A construção da unidade do continente não pode ser efectuada sem que, em primeiro lugar, o diálogo e a escuta se instaurem entre os países: os da União Europeia e os outros, os da Europa Ocidental e os da Europa Central e Oriental, os do Norte e os do Sul. Cada país, pequeno ou grande, deve poder fazer ouvir a sua voz, com a sua especificidade. O esforço para compreender o interior da consciência dos outros é condição para que as atitudes, por vezes discordantes, sejam melhor decifradas e não suscitem reações motivadas somente pela emoção.

Poderão os Europeus descobrir que as suas raízes comuns são bem mais profundas do que as suas divergências?

A Europa desenvolveu um impulso de reconciliação após a Segunda Guerra Mundial. Mais tarde, depois da queda do Muro de Berlim, conheceu um novo período de busca da unidade. Muitos jovens pensam que a Europa não continuará a edificar-se sem aprofundar este ideal de fraternidade. Aspiram a uma Europa não apenas unida no interior de si mesma, mas aberta aos outros continentes e solidária com os povos que atravessam grandes provações.

Em todo o mundo, há mulheres, homens e crianças que são obrigados a abandonar a sua terra. É o desespero que cria neles a motivação para partir. É mais forte do que as barreiras erguidas para travar a sua marcha. As manifestações de inquietação nas regiões ricas não desmotivam a deixar o seu país aqueles que lá vivem sofrimentos intoleráveis.

Alguns afirmam: «Não podemos acolher todas as pessoas». Outros, pelo contrário, consideram que os movimentos de populações a que assistimos são inevitáveis, pois resultam de situações insuportáveis. Procurar regular estes movimentos é legítimo e necessário. Abandonar os refugiados às mãos de traficantes, arriscando a sua morte no Mediterrâneo, contradiz todos os valores humanos.
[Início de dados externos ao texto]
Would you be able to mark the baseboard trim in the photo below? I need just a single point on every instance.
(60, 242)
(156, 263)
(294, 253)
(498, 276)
Não é possível ignorar a parte de responsabilidade dos países ricos nas feridas da História e nos distúrbios ambientais que provocaram e continuam a provocar múltiplas migrações, desde África, Médio Oriente, América central, e ainda de outras regiões. Hoje, algumas escolhas políticas ou económicas dos países ricos continuam a provocar instabilidade noutras regiões. As sociedades ocidentais precisam de ir além do medo do estrangeiro, das diferenças culturais, e corajosamente começar a moldar o novo rosto que lhes estão a dar já as migrações. Ainda que verdadeiras dificuldades estejam associadas à chegada de migrantes, a sua vinda pode ser uma oportunidade para estimular a Europa a ser mais aberta e solidária.

Existem locais em que o número de pessoas que chegam é tal que os habitantes se sentem assoberbados e exaustos: um fardo demasiado pesado permanece sobre os seus ombros, pois os países europeus ainda não conseguem assumi-lo em comum. Porém, muitos oferecem um acolhimento generoso aos refugiados e fazem a experiência de que o contacto pessoal desenvolve frequentemente uma bela fraternidade recíproca.

Nada substitui os contactos pessoais. Esta verdade aplica-se especialmente em relação ao Islão. Muçulmanos e cristãos podem procurar gestos para testemunhar juntos a paz e rejeitar em conjunto a violência exercida em nome de Deus. Há 800 anos, no seu desejo de contribuir para a paz, Francisco de Assis não hesitou em ir ao encontro do Sultão do Egipto. A Madre Teresa consagrou a sua vida aos mais pobres, independentemente das suas religiões.

Os países europeus que se queiram isolar não terão futuro. Entre europeus, como perante os refugiados, a fraternidade é o único caminho para preparar a paz.